Because he will be away from home in June, and knowing my love for old books, my son recently gave me my Father's Day gift early. It's a first edition copy of Joseph Angus' Bible Handbook: An Introduction to the Study of Sacred Scripture, dated 1856.
As I thumbed through its tender pages, I came across Angus' beautiful description of Christ and his ministry. It reads:
"He [Christ] is himself, in truth, the gospel. His coming and work, apart even from all he directly taught, constitute the glad tidings of great joy unto all people. Did men need a real sacrifice for sin, in which the rites of the law should find their explanation and end? That sacrifice he offered. Did men need a perfect rule of life? That rule he gave when he dwelt among us; and immortality he brings to light, not so much by teaching it, or promising it, as by the actual fact of himself rising from the dead in our nature, and on our behalf. There is, indeed, no question in religion which it is essential for us to know, which the life of Christ has not solved."
How marvelously succinct are Angus' words! They are so eloquently stated that it seems almost sacrilege to say that they reminded me of the bumper sticker I placed on my car not long after giving my life to Christ as a teenager. It simply read, "Jesus is the Answer." For me, Christ had addressed every issue of the human condition. My conviction then has in no way diminished through the years.
What is it that Christ has not touched for the better? What problems does his person or purpose not solve? Did he not say, "Behold, I make all things new"? (Revelation 21:5)
Before Christ, human life was exceedingly cheap. But it was Christ who gave it dignity – dignity for men and women; dignity for children; dignity for every race, red, yellow, black, and white; dignity for the slave; dignity for the poor; and dignity for the elderly.
Poverty has been a part of every era, but it was Christ that inspired relief for the impoverished as no one before him or since. Were you aware that before Christ there was hardly a trace of an organized charitable effort? But when he came, and the Bible was spread throughout the world, charity began to thrive.

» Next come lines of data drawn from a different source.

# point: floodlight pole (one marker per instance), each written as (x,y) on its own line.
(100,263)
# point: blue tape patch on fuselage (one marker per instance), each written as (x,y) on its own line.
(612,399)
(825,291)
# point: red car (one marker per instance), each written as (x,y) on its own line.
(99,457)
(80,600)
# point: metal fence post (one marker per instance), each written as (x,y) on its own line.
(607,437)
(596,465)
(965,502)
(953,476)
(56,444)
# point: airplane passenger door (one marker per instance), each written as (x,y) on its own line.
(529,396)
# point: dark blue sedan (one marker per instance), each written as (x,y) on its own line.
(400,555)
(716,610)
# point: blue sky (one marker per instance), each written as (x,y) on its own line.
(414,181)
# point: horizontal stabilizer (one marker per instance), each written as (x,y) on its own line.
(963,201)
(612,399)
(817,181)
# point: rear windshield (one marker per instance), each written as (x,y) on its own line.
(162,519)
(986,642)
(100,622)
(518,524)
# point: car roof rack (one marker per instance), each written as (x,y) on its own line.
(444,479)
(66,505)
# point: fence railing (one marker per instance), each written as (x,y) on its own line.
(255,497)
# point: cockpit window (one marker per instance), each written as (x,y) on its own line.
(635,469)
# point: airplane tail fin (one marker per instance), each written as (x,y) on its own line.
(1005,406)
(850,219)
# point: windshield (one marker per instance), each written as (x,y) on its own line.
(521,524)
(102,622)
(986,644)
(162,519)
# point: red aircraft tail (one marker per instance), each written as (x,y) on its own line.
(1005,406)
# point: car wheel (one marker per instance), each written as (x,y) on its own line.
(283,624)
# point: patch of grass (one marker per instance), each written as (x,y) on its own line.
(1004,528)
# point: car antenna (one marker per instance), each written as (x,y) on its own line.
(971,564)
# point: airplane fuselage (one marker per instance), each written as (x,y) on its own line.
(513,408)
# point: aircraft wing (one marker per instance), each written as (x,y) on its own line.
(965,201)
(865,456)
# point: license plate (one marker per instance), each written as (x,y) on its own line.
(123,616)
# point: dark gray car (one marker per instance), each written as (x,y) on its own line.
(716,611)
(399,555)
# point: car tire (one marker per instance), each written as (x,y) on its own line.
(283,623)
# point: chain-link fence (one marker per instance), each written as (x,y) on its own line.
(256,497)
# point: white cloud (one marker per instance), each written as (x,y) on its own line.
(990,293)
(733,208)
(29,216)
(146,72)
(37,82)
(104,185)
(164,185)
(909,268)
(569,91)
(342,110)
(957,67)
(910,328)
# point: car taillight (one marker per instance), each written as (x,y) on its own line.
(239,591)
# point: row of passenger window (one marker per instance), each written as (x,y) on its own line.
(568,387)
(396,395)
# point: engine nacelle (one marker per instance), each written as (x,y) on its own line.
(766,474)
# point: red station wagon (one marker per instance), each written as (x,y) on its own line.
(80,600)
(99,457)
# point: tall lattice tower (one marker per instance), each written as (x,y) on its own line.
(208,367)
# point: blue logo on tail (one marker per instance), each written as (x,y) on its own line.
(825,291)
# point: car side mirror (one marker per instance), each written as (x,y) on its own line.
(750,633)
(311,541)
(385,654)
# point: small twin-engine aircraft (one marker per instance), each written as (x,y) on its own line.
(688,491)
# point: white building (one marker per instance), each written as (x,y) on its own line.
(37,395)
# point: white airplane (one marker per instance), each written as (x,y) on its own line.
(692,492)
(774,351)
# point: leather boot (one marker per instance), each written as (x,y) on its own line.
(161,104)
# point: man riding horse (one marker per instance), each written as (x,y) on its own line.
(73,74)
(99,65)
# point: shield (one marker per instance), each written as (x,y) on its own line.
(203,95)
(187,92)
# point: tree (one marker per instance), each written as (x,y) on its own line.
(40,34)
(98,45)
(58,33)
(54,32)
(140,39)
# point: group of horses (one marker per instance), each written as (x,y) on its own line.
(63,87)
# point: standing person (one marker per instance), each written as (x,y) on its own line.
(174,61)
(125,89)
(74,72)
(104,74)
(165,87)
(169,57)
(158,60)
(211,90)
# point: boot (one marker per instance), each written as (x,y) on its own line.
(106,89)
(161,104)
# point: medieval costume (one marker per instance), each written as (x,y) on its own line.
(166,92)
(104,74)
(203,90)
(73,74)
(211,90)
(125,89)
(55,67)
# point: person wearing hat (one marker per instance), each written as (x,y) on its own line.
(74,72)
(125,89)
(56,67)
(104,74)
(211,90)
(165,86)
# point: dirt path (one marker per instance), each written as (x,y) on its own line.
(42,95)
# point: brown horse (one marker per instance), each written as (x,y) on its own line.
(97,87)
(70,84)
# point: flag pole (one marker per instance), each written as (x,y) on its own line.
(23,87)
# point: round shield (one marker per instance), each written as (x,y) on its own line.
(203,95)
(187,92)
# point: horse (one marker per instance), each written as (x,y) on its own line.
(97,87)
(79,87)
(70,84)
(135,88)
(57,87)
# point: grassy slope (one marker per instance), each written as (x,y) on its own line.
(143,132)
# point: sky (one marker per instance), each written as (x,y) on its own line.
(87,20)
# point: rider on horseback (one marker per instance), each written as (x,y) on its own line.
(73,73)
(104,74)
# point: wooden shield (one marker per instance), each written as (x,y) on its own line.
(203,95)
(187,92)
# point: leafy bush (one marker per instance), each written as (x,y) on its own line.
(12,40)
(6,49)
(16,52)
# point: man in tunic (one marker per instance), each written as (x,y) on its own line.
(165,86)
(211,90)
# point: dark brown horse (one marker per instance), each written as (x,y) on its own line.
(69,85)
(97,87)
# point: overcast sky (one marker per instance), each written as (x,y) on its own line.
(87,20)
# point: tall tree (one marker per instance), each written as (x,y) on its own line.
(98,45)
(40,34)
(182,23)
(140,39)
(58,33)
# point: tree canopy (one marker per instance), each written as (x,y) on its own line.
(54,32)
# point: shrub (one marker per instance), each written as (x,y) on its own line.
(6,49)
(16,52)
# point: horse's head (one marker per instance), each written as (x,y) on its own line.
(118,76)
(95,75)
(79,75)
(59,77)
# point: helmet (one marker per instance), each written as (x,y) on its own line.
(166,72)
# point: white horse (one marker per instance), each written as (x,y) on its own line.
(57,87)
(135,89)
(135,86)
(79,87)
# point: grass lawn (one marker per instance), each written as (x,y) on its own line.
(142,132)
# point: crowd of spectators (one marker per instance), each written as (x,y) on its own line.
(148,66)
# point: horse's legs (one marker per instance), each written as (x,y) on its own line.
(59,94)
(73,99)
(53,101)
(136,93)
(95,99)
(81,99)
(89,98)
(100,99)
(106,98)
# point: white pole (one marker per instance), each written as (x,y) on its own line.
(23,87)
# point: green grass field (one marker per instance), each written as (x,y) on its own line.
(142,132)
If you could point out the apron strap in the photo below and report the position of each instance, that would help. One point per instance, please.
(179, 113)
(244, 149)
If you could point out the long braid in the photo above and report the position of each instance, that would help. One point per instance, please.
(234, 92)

Education is something that has always been around, but it was almost exclusively for the elites in society. But because of Christ and the interest manifested by him for all men, there developed the motive for providing education to the masses.
It was because of the Savior that the concept of civil liberties was born. Noah Webster put it this way:
"Almost all the civil liberty now enjoyed in the world owes its origin to the principles of the Christian religion...The religion which has introduced civil liberty is the religion of Christ and his apostles, which enjoins humility, piety, and benevolence; which acknowledges in every person a brother, or a sister, and a citizen with equal rights. This is genuine Christianity, and to this, we owe our free constitutions of government..."
I suggest the issue of civil liberties has never belonged to the ACLU but instead is really the domain of Christ who gave rise to civil liberty.
It might even be argued modern science would have never existed were it not for Christ. The American Evangelical Theologian and Philosopher, Francis Schaeffer, writes about this and rightly contends:
"Both Alfred North Whitehead (1861-1947) and J. Robert Oppenheimer (1904-1967) have stressed that modern science was born out of a Christian worldview. Whitehead was a widely respected mathematician and philosopher, and Oppenheimer, after he became director of the Institute for Advanced Study at Princeton in 1947, wrote on a wide-range of subjects related to science....Whitehead [in his 1925 book, Science and the Modern World] said that Christianity is the mother of science because of the medieval insistence on the rationality of God."
So many other proofs of the incomparable impact of Christ on the world might also be given.
But Robert J. Hutchinson, a veteran religion writer, eloquently summarizes the question, saying:
"What is undeniable to the honest historian is that this one man's life, teaching, and symbolic acts eventually created a social and cultural revolution that reverberated far beyond Palestine and altered almost every institution on earth – and is still felt today.
"In short, Jesus changed everything: politics, art, science, law, the rules of warfare, philosophy, sexual life, the family.
"Even Napoleon was amazed: 'Alexander, Caesar, Charlemagne, and myself founded empires; but upon what foundation did we rest the creations of our genius? Upon force. Jesus Christ founded an empire upon love, and at this hour millions of men would die for him.'"
Think of it. If Christ changed the whole world in this manner, how much more could he change your little life if you were to personally trust him for the forgiveness of sins? Think of what he could do if you were to completely turn everything over to him.
Yes, Jesus solves every dilemma – every problem – every challenge.
Jesus is still the answer.
Perhaps that message would make a great new bumper sticker.